»Die Geschäfte scheinen nicht gut zu gehen«, murmelte sie.
»Sie gehen überhaupt nicht, wie es aussieht«, sagte Nani nachdenklich. »Ich sehe niemanden aus der Stadt. Das ist seltsam.«
Pia dachte an die unheimliche Stille in den wie ausgestorben daliegenden Straßen und an die große Zahl patrouillierender Soldaten, der sie begegnet waren.

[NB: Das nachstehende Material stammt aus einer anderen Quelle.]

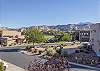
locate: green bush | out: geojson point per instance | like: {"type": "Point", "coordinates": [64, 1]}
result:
{"type": "Point", "coordinates": [1, 66]}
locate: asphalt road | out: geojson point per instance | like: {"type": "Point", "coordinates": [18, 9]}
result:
{"type": "Point", "coordinates": [14, 56]}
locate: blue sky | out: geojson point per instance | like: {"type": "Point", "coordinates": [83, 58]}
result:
{"type": "Point", "coordinates": [22, 13]}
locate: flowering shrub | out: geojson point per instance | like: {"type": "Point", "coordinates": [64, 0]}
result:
{"type": "Point", "coordinates": [53, 64]}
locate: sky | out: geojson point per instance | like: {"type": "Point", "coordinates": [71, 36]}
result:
{"type": "Point", "coordinates": [24, 13]}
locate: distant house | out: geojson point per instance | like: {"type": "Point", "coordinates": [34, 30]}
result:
{"type": "Point", "coordinates": [81, 35]}
{"type": "Point", "coordinates": [84, 35]}
{"type": "Point", "coordinates": [10, 37]}
{"type": "Point", "coordinates": [95, 37]}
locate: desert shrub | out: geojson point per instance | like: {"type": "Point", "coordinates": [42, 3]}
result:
{"type": "Point", "coordinates": [50, 51]}
{"type": "Point", "coordinates": [1, 66]}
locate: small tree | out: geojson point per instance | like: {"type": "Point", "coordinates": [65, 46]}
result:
{"type": "Point", "coordinates": [34, 35]}
{"type": "Point", "coordinates": [1, 66]}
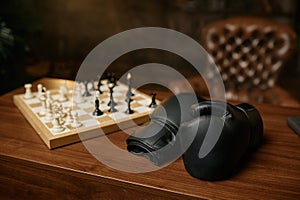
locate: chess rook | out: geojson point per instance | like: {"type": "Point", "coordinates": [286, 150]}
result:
{"type": "Point", "coordinates": [97, 111]}
{"type": "Point", "coordinates": [28, 93]}
{"type": "Point", "coordinates": [153, 103]}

»Vielleicht hat Istvan eine Ausgangssperre verhängt, solange seine Männer uns noch nicht gefunden haben«, dachte Alica laut nach. »Das würde zu ihm passen.« Sie seufzte tief. »Und uns macht es in der Stadt auch nicht unbedingt beliebter.«
»Keine Sorge«, antwortete Pia. »Das gibt sich, sobald wir die Stadt verlassen haben.«
»Ja, sicher«, spöttelte Alica. »Überhaupt kein Problem, nicht wahr? Wir müssen einfach nur durch das Tor spazieren. So perfekt, wie wir verkleidet sind, erkennt uns ganz bestimmt niemand.«
Pia sagte nichts dazu, sondern sah noch einmal zur Stadtmauer hoch und zu den Männern, die dort patrouillierten. Heute Morgen hatten dort zwei gelangweilte Männer gestanden, die wahrscheinlich nur die Kälte daran gehindert hatte, im Gehen einzuschlafen. Jezt sah sie allein auf den ersten Blick beinahe ein Dutzend Männer, die ganz und gar nicht gelangweilt oder müde wirkten, sondern den Viehmarkt und alles, was sich darauf bewegte, sehr aufmerksam beobachteten. Hinter jedem einzelnen Fenster des wuchtigen Torturmes brannte Licht, und manchmal bewegten sich Schatten darin. Sie konnte von hier aus nicht erkennen, ob das massive Tor am anderen Ende des Gewölbegangs offen oder geschlossen war, aber selbst wenn Istvan darauf verzichtet hatte, die Stadt komplett dichtzumachen, so wurde es ganz bestimmt streng bewacht, und jeder, der herein- oder hinauswollte, aufs Schärfste kontrolliert. Alica hatte auch in diesem Punkt recht: Die Kleider, die Nani ihnen gegeben hatte, waren zwar warm und hatten sich nach einer kurzen Zeit der Eingewöhnung sogar als überraschend bequem erwiesen, aber sie sahen darin absolut lächerlich aus. Ihre Verkleidung war keine, sondern schon eher das genaue Gegenteil.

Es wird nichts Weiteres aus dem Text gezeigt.